2014 has been identified as a turning point for the positive impact of responsible investing on stock prices, research by Amundi – Europe’s largest investment manager – has found.
Between 2010 and 2013, investing along environmental, social and governance (ESG) lines tended to penalise both passive and active investments, but it then became a source of outperformance between 2014 and 2017 in Europe and North America.
The research found that ESG does not impact all stocks, but tends to impact best-in-class and worst-in-class assets.
Buying the best-in-class (or 20% best-ranked) stocks and selling the worst-in-class (or 20% worst-ranked) stocks would have generated an annualised return of 6.6% in Europe between 2014 and 2017, compared to -1.2% in the earlier period.
For North America, the figures would be 3.3% and -2.7%, respectively.
Amundi said that the environmental factor in North America and the governance factor in the Eurozone performed the strongest, and from 2015 the social component improved significantly and has now been positively priced by the stock market.

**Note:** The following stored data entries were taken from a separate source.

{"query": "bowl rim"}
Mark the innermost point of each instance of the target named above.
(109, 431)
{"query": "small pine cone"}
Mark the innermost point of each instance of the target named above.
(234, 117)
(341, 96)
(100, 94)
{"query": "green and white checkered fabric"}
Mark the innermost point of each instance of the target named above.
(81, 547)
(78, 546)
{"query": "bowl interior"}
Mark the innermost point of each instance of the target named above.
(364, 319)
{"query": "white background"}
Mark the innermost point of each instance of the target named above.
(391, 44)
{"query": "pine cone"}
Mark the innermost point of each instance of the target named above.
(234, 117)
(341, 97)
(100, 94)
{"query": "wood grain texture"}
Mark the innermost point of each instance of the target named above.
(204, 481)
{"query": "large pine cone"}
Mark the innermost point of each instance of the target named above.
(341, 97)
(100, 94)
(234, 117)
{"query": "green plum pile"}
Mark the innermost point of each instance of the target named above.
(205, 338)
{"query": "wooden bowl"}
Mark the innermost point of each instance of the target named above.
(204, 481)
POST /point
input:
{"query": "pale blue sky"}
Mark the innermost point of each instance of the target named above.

The cause is the increasing demand for ESG, which is set to continue, and the “virtuous circle created by the intrinsic added value of ESG screening”.
Thierry Roncalli, head of quantitative research at Amundi, said the research was scientific and confirmed the time-varying dynamics of ESG performance.
“Since stock prices reflect supply and demand balance, our research shows that ESG screening has influenced stock market performance. It is apparent that extra-financial ESG risks have become financial risks and that asset pricing momentum is in favour of ESG investors,” he said.
The research – published in a report called ‘The alpha and beta of ESG investing’ – is based on quantitative data from January 2010 to December 2017 and relates to 1,700 companies in selected MSCI indices.